KOMPAS.com - Industri penerbangan diketahui menghasilkan gas rumah kaca. Sebagian besar maskapai penerbangan pun tahu itu bukan hal baik sehingga mereka mencoba mengimbangi emisi karbon dari penerbangan.
Salah satu hal yang dilakukan adalah menawarkan penumpang kesempatan berinvestasi dalam pelestarian hutan untuk menyerap emisi lingkungan dari perjalanan mereka.
Namun pertanyaannya, apakah langkah itu benar-benar membantu planet atau hanya cara bagi perusahaan untuk terlihat lebih baik?
Sebuah studi baru yang dipimpin peneliti dari Universitas Boston di Massachusetts, Amerika Serikat, serta lembaga non profit Clean Air Task Force menemukan bahwa upaya yang dikenal sebagai skema kredit karbon hutan itu tidak banyak membantu lingkungan.
Hasil tersebut didapat setelah mereka memeriksa program-program yang mengatur standar yang biasanya disertifikasi oleh pemerintah atau regulator independen.
Baca juga: Apakah Melindungi Harimau di Hutan Bisa Atasi Perubahan Iklim?
"Banyak yang berminat pada kredit ini agar perusahaan dapat memenuhi tujuan keberlanjutan mereka, tetapi beberapa kredit yang telah dijual terbukti meragukan," kata Lucy Hutyra, profesor di Universitas Boston, dikutip dari Phys, Senin (19/5/2025).
Misalnya, The Guardian pernah melaporkan lebih dari 90 persen kompensasi karbon hutan hujan oleh lembaga sertifikasi tidak ada nilainya. Padahal jika dilakukan dengan benar kompensasi tersebut memiliki potensi sangat besar.
Nah, dalam penelitian mereka, Hutyra dan rekan-rekannya meneliti pasar kredit hutan sukarela di Amerika Utara, dengan fokus pada standar atau protokol yang mengatur cara menjalankan dan menyertifikasi pasar tersebut.
Contohnya, sebagian besar skema mengharuskan karbon disimpan selama periode tertentu dan memiliki protokol risiko untuk mengurangi potensi ancaman terhadap hal tersebut.
Hasil penelitian menunjukkan bahwa protokol yang digunakan untuk menghasilkan kredit merupakan mata rantai lemah dalam sistem pasar karbon hutan.
"Tanpa perbaikan yang signifikan, integritas pasar karbon hutan akan tetap terancam," ungkap Hutyra.
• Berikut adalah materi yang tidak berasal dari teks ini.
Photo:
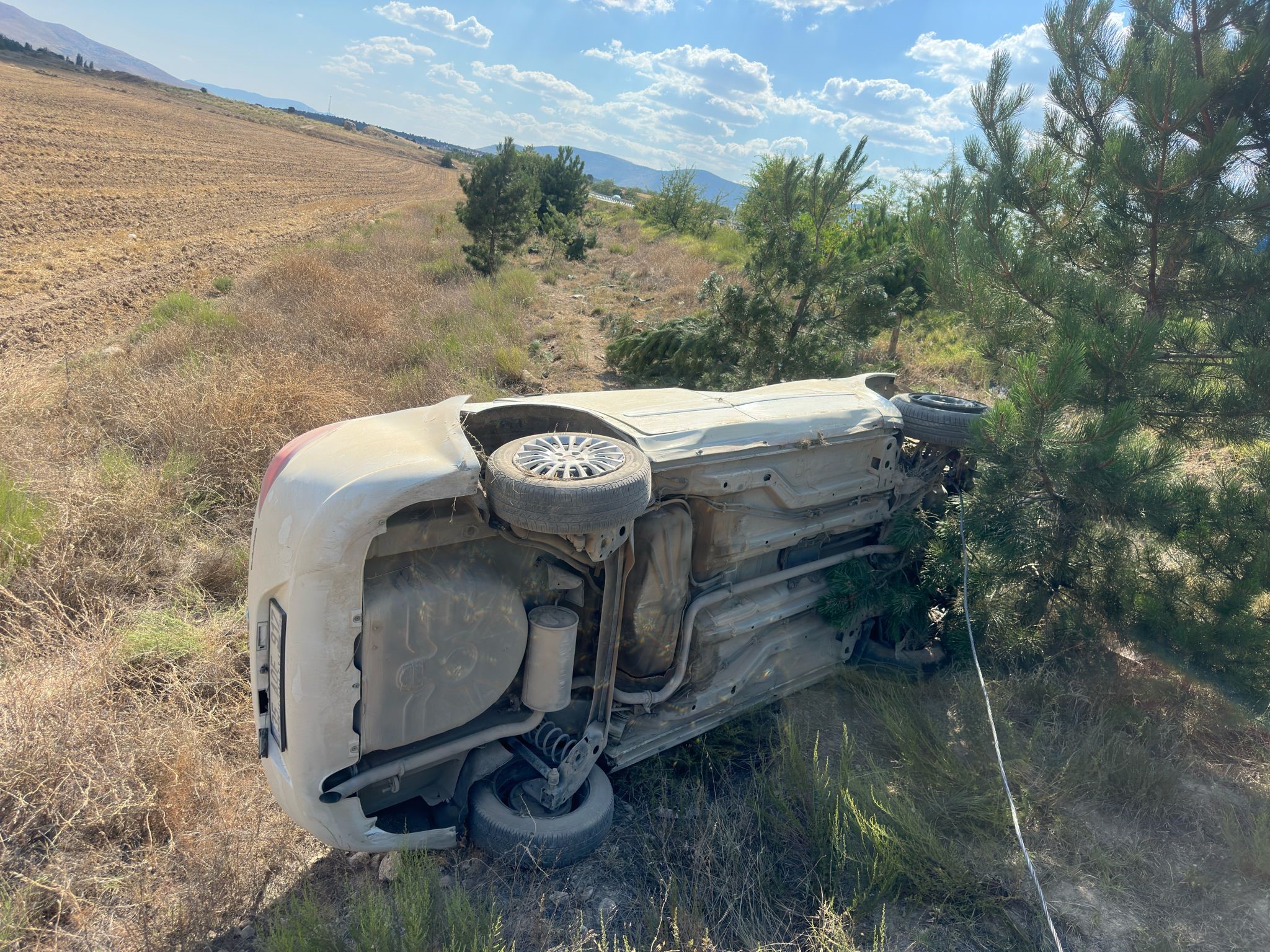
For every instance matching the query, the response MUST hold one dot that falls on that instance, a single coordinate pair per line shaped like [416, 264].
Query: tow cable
[992, 724]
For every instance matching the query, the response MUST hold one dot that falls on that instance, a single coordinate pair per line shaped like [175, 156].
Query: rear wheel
[940, 419]
[568, 483]
[506, 821]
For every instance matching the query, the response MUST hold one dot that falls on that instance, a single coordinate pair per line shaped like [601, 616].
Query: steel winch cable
[992, 723]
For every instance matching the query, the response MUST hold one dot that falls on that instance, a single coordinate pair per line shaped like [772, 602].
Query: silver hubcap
[569, 456]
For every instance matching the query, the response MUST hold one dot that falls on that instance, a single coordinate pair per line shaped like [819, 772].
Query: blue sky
[664, 83]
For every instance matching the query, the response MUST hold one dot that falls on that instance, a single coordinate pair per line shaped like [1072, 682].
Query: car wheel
[506, 821]
[938, 418]
[568, 483]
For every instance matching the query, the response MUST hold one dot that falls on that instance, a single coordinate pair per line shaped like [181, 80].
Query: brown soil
[112, 195]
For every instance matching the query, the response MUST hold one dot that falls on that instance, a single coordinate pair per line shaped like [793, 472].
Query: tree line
[1114, 272]
[17, 47]
[1112, 268]
[515, 192]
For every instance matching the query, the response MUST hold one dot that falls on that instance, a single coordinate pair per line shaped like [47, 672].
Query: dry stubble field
[115, 191]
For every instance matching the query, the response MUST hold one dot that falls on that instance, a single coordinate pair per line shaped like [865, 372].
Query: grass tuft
[183, 307]
[300, 924]
[159, 635]
[22, 519]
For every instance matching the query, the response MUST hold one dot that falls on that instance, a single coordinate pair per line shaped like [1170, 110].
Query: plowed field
[116, 192]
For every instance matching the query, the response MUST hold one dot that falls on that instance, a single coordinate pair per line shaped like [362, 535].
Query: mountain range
[63, 40]
[244, 95]
[646, 178]
[68, 42]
Untuk itu, perlu kredit karbon berkualitas yang lebih baik.
Menurut Hutyra pengelolaan risiko merupakan salah satu hal terbesar yang perlu ditingkatkan.
Baca juga: Satelit Biomassa Diluncurkan untuk Hitung Karbon Hutan
Ini dilakukan untuk berjaga-jaga jika hutan rusak karena bencana seperti kebakaran sehingga skema kredit karbon hutan perlu menyisihkan zona penyangga yang digunakan sebagai cadangan lahan jika lahan pelestarian utama rusak.
"Dalam sistem saat ini, risiko kumpulan penyangga sangat konservatif, estimasi risikonya sangat rendah," kata Hutyra.
Ditambah lagi, sistem tidak selalu memperhitungkan berbagai tingkat bahaya atau bagaimana risiko tersebut dapat berkembang seiring waktu.
Selain perbaikan pengurangan risiko, para peneliti mencantumkan empat hal lain yang perlu diubah, mulai dari pemantauan yang lebih baik hingga perombakan struktur pasar umum.
Mereka kemudian menyimpulkan perlu ada pemeriksaan yang lebih ketat untuk membantu memastikan bahwa program memberikan manfaat iklim.
Studi yang dipublikasikan di jurnal Earth's Future ini juga merekomendasikan serangkaian pedoman dan perbaikan untuk sistem pasar karbon yang akan mendorong kredit karbon hutan berkualitas tinggi yang andal.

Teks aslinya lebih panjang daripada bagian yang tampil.